Subsequent implementing decrees

DPCM 178/2015 further defers to ministerial decrees for operational detail. Among these, the Decree of the Ministry of Economy and Finance of 4 August 2017Technical modalities and telematic services made available by INI — specifies the services exposed by Sogei, the authentication modes between regional FSEs and INI, and the exchange formats.
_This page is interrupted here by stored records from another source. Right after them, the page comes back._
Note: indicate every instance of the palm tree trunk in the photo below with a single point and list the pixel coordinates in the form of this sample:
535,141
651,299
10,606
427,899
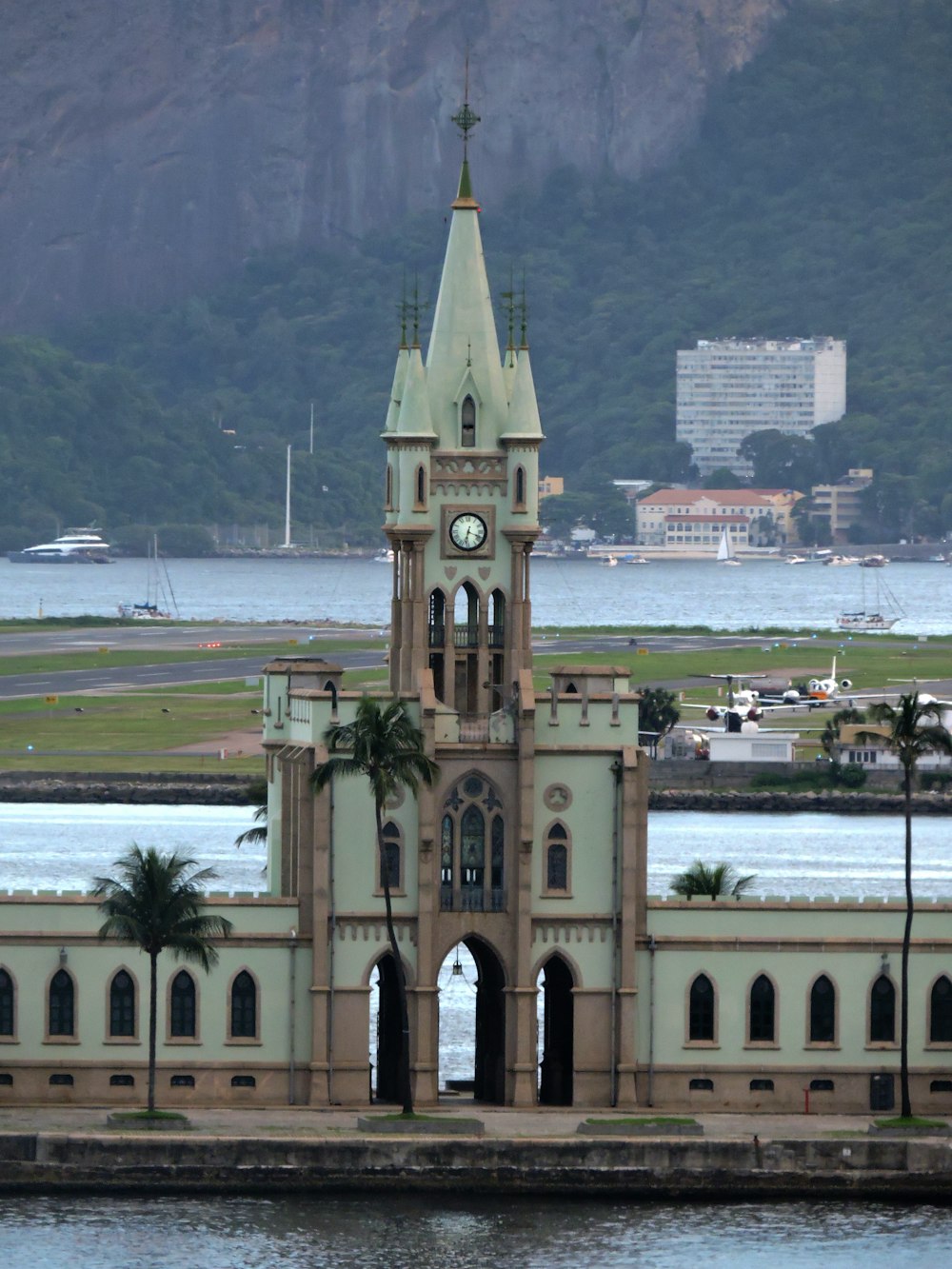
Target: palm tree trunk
906,941
152,999
404,1071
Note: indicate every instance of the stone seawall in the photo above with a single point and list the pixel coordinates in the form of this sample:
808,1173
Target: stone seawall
775,803
174,789
171,789
857,1168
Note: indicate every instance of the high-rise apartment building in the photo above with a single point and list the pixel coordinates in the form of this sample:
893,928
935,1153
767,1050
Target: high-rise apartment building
730,387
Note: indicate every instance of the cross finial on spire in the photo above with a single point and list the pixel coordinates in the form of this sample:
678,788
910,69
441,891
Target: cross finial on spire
466,119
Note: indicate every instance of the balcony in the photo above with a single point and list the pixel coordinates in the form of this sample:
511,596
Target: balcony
471,899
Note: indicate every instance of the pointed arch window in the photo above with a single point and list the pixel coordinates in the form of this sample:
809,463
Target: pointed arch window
467,423
244,1006
122,1005
558,860
61,1006
762,1014
520,488
883,1012
391,857
472,848
941,1012
823,1012
701,1010
183,1014
421,488
8,1005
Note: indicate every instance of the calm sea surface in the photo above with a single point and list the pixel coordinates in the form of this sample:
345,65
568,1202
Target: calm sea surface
446,1233
565,593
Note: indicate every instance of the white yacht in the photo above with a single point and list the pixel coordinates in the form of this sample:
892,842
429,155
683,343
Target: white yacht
75,545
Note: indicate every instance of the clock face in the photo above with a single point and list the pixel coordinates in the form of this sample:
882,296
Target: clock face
467,532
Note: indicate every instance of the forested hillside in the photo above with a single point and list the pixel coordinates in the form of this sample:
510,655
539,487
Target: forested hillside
817,201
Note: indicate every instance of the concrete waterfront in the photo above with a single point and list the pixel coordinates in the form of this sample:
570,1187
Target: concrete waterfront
522,1151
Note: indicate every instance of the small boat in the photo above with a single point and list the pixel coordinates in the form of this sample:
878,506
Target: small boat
75,545
878,618
725,549
160,602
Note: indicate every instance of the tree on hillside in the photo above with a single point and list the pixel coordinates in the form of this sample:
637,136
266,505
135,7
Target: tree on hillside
914,732
155,902
714,881
385,747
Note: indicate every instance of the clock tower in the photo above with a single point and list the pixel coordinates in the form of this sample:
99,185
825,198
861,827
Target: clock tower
461,506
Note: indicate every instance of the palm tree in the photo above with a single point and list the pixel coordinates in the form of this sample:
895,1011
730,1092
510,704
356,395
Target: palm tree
711,880
155,902
914,731
387,747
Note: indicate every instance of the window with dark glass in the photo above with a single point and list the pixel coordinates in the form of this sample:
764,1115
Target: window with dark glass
244,1012
122,1005
61,1004
883,1012
941,1012
558,858
6,1004
467,423
390,857
823,1012
762,1010
182,1005
701,1009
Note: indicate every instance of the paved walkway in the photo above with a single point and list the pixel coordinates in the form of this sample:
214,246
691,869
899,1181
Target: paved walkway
498,1122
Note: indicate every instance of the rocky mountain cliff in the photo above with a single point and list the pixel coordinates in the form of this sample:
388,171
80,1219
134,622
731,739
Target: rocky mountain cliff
147,149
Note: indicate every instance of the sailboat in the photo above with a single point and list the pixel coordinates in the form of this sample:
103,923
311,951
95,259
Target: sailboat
725,548
160,601
867,622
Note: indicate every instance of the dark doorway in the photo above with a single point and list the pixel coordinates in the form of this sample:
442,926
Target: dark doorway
489,1074
387,1031
559,1033
883,1093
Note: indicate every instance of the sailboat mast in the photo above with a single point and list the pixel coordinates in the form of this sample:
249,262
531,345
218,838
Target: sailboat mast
288,504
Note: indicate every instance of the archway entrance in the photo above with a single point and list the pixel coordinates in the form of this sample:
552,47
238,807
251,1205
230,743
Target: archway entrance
472,1021
385,1036
558,1033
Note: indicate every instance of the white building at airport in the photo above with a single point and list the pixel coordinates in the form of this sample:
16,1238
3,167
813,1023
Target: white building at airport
730,387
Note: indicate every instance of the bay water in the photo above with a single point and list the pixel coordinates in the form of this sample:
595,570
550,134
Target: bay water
573,591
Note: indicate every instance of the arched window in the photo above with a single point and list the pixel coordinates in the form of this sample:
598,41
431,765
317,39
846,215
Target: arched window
520,490
438,618
472,848
63,1001
467,423
182,1006
495,614
244,1006
391,857
558,858
762,1012
122,1004
701,1009
883,1012
8,1017
823,1012
941,1012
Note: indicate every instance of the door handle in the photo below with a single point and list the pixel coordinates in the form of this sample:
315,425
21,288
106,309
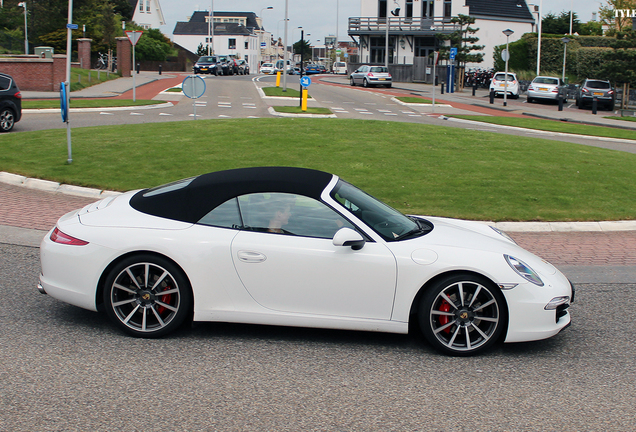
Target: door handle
251,257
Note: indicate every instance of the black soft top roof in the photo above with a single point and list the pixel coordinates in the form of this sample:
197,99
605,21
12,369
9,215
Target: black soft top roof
190,199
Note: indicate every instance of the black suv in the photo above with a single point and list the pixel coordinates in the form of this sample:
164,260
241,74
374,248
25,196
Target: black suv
600,89
10,103
207,64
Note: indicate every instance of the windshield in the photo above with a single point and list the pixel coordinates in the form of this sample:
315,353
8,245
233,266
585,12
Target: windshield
386,221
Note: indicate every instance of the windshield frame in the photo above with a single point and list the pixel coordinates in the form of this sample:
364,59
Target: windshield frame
389,223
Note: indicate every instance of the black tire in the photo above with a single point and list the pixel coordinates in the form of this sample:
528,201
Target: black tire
462,314
153,302
7,119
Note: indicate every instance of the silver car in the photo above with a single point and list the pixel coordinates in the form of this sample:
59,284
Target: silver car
543,87
369,76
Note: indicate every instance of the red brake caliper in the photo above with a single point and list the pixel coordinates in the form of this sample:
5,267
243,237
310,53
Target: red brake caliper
164,299
443,319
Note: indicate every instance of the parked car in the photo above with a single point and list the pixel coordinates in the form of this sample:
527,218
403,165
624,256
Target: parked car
267,68
544,87
312,69
243,67
498,84
207,65
602,90
340,68
369,76
10,103
298,247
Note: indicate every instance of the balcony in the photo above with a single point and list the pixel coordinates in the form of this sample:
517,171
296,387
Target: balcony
360,26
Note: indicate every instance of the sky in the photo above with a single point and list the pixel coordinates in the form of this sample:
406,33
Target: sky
318,17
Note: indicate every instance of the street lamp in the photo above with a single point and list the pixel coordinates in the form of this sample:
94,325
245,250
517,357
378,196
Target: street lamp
565,50
507,32
26,39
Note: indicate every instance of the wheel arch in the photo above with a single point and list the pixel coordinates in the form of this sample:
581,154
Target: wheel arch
99,292
414,312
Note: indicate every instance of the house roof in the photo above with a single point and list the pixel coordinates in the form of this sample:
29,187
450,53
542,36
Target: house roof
199,26
515,9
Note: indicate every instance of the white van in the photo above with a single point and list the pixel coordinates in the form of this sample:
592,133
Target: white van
340,68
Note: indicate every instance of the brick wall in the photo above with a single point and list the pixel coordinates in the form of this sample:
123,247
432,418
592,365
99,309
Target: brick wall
32,73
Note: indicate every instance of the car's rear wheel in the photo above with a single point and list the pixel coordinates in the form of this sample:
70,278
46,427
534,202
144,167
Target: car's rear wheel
7,119
462,314
147,296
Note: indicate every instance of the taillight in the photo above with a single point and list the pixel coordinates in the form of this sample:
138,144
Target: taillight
58,236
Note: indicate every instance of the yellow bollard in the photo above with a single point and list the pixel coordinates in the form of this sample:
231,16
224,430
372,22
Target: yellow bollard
303,105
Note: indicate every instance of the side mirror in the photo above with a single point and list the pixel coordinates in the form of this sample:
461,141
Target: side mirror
348,237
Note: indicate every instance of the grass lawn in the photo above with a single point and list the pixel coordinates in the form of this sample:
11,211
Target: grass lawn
411,99
86,103
623,118
419,169
297,110
80,78
554,126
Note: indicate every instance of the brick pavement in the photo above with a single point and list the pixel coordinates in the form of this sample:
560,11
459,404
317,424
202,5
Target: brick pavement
28,208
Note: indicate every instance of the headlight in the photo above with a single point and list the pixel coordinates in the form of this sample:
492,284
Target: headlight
503,234
523,270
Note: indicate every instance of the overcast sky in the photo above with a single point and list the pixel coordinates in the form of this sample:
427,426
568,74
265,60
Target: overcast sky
318,17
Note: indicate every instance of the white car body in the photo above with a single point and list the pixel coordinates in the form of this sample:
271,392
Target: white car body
253,277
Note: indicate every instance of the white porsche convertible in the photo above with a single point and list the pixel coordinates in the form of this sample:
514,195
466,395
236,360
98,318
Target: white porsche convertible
298,247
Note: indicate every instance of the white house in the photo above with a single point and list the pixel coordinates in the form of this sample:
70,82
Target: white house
147,13
237,34
412,32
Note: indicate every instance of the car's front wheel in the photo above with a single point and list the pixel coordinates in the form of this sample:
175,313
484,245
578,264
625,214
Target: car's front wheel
7,119
147,296
462,314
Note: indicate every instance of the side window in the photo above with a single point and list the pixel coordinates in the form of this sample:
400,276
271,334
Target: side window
224,216
290,214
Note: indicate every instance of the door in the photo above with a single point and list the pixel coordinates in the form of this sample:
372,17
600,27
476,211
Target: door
294,267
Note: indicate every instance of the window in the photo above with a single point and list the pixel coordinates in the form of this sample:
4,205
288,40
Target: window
428,9
447,8
280,213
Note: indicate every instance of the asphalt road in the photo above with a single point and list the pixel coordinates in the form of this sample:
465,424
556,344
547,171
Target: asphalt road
64,368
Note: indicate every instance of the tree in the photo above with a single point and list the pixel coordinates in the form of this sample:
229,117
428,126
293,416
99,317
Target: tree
463,40
610,15
553,24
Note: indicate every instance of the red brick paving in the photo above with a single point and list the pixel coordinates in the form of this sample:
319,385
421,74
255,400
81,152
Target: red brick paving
28,208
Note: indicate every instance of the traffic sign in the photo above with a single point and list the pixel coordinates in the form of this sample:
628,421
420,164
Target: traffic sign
133,36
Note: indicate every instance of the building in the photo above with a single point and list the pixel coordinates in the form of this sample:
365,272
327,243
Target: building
147,13
412,32
236,34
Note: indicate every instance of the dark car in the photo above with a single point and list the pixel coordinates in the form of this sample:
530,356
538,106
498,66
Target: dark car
312,69
243,67
10,103
207,64
600,89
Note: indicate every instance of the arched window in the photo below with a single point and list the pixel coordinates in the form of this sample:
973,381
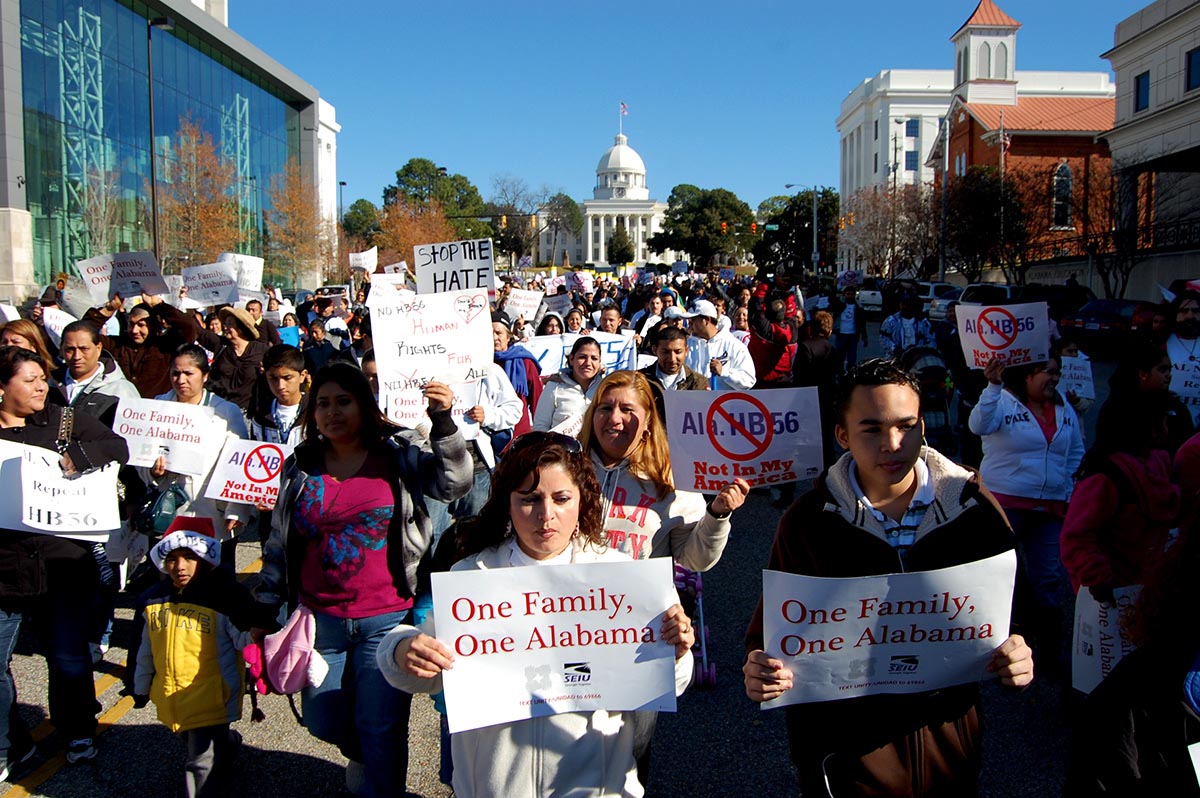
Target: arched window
1063,190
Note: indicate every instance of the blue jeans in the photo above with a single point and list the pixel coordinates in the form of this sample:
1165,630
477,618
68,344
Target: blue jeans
442,515
355,708
847,345
10,723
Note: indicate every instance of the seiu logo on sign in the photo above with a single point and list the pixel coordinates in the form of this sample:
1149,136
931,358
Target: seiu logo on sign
576,672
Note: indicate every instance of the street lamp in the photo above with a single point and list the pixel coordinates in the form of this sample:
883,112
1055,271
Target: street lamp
161,23
816,256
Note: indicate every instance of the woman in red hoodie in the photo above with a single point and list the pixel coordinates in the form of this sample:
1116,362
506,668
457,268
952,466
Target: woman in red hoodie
1125,503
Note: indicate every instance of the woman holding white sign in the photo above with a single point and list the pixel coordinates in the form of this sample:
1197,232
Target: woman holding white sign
189,379
545,510
348,535
51,579
1032,447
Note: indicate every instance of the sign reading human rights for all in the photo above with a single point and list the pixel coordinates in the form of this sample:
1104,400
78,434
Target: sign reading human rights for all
898,633
765,437
455,265
1015,334
125,274
533,641
617,352
420,337
185,436
247,472
215,283
36,497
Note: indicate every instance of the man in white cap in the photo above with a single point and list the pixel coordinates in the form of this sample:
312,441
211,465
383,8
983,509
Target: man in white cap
715,353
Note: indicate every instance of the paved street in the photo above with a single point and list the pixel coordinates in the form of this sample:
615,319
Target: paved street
718,744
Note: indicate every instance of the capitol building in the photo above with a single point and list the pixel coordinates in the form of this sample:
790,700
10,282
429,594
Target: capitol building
621,197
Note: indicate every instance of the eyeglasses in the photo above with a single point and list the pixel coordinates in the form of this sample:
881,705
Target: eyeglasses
546,438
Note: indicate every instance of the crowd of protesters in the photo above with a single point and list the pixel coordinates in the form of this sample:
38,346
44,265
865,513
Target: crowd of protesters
928,465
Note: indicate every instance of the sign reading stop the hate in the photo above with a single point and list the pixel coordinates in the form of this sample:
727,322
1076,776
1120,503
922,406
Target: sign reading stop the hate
249,472
1015,334
765,437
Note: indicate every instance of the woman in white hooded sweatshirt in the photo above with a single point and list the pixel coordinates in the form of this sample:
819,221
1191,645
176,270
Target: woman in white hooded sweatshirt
568,394
544,511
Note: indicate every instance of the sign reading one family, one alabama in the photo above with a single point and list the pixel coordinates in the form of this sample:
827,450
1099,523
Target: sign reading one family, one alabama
532,641
419,337
215,283
36,497
247,472
1077,377
1015,334
763,437
1101,639
454,265
899,633
125,274
185,436
617,352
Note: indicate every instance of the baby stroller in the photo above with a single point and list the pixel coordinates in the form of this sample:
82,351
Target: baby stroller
690,586
933,375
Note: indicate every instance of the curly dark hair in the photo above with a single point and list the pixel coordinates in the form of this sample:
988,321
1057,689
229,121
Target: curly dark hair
870,373
528,455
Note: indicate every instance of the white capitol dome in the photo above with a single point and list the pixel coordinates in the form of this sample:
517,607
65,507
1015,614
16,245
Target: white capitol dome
621,173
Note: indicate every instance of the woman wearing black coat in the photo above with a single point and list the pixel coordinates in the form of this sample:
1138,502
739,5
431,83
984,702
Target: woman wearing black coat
52,581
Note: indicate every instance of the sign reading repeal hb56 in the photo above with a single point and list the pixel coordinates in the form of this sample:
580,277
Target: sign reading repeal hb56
1015,334
247,472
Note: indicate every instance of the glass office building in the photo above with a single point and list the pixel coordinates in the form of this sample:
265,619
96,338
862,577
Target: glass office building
89,138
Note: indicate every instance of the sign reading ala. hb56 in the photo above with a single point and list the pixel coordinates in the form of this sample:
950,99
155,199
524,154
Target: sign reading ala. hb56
1015,334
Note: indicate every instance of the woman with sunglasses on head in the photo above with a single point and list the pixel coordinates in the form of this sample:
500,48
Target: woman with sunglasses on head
348,534
645,514
1032,447
545,509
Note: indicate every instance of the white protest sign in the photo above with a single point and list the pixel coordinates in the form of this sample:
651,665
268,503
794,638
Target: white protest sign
1099,639
580,281
522,304
419,337
126,274
1015,334
557,304
247,472
765,437
455,265
365,261
215,283
533,641
53,321
185,436
897,633
250,270
1077,377
550,351
36,497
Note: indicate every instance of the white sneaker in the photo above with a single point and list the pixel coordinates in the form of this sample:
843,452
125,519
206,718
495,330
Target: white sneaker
355,778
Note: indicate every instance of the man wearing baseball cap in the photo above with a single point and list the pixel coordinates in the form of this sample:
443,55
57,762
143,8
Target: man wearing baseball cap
715,353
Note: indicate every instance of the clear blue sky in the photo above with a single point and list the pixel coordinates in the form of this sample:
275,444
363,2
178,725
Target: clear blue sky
737,95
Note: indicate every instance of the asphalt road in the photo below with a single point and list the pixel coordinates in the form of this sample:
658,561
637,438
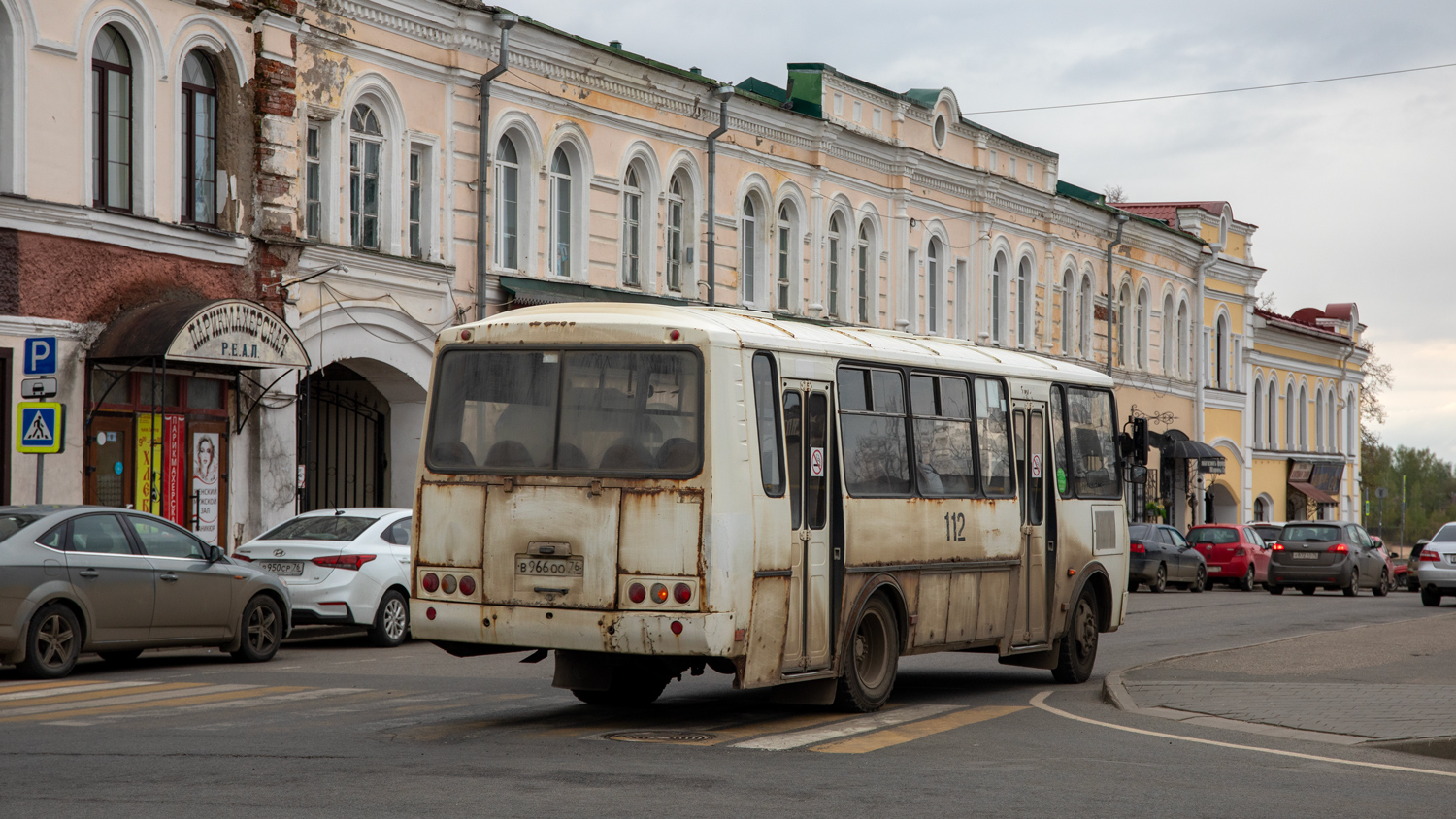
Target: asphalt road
335,728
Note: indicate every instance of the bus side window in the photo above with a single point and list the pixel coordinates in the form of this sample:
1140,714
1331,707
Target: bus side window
1060,463
993,435
766,413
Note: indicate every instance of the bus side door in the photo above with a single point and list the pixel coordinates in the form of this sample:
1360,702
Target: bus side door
807,452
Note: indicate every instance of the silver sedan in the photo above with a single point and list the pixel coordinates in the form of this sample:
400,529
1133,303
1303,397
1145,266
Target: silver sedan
116,580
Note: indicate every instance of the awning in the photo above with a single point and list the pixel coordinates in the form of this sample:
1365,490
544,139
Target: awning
1316,495
527,293
230,332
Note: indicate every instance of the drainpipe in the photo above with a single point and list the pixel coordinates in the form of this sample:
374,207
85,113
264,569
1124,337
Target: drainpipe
482,255
722,95
1121,220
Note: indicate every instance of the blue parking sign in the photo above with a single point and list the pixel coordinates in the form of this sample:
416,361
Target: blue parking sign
38,428
40,355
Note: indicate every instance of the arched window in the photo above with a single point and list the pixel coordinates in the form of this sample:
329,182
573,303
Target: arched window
862,278
1024,302
198,140
783,259
561,213
1068,317
1258,411
750,250
1272,417
932,287
1141,334
631,229
366,147
1319,420
836,244
111,119
998,296
1123,299
507,206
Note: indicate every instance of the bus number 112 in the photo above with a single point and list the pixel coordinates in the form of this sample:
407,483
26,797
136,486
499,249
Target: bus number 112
955,527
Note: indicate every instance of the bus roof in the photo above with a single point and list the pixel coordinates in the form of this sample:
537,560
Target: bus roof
733,326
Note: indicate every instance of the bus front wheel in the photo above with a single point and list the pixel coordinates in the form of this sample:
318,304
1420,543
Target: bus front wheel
874,655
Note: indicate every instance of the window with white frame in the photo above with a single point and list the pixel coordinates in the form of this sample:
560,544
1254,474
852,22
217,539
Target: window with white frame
366,156
561,213
862,278
631,229
314,182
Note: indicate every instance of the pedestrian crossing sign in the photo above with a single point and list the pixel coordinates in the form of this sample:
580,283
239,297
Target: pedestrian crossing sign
40,428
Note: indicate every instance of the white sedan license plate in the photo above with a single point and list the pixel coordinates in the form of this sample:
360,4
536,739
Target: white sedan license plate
549,566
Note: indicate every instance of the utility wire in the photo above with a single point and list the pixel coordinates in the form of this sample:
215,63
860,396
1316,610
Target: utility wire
1210,93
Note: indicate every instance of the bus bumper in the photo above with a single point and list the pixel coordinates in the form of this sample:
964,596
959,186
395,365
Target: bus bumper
579,630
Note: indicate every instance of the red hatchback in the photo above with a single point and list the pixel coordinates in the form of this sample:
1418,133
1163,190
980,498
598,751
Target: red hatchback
1235,554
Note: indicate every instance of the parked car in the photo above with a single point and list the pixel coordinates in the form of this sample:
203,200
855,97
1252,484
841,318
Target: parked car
1235,554
1159,556
344,568
111,580
1412,574
1438,566
1330,554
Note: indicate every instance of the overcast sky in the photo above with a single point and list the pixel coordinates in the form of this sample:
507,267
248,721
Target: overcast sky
1351,183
Together these measures define the operational status of the first-generation FSE.

What remains open

DPCM 178 closes a nearly decade-long legislative phase, but leaves open nodes that the coming years will have to address:

  • Real regional adoption is very uneven: some Regions (Lombardy, Emilia-Romagna, Tuscany, Trentino) are well ahead, others lag structurally
  • Content completeness depends on individual providers’ ability to produce conformant CDA R2 documents; the gap between claimed and actual population is significant
  • Effective use by professionals is slowed by tool usability and gaps in integration with enterprise clinical records
  • Clinical semantics remain largely documentary; use of coded terminologies (SNOMED CT, LOINC) is partial

These are the themes that will shape the debate on the second generation of the FSE, when it becomes clear that the document-centric model needs to be paired with modern formats — FHIR above all — to support use cases beyond document viewing.


Legislative references: DPCM 29 September 2015, no. 178. DL 18 October 2012, no. 179, Article 12 (converted into Law 221/2012). Legislative Decree 82/2005 (CAD). MEF Decree 4 August 2017. Data Protection Authority Guidelines 16 July 2009. HL7 Italia CDA R2 Profiles. IHE XDS.b, XCA.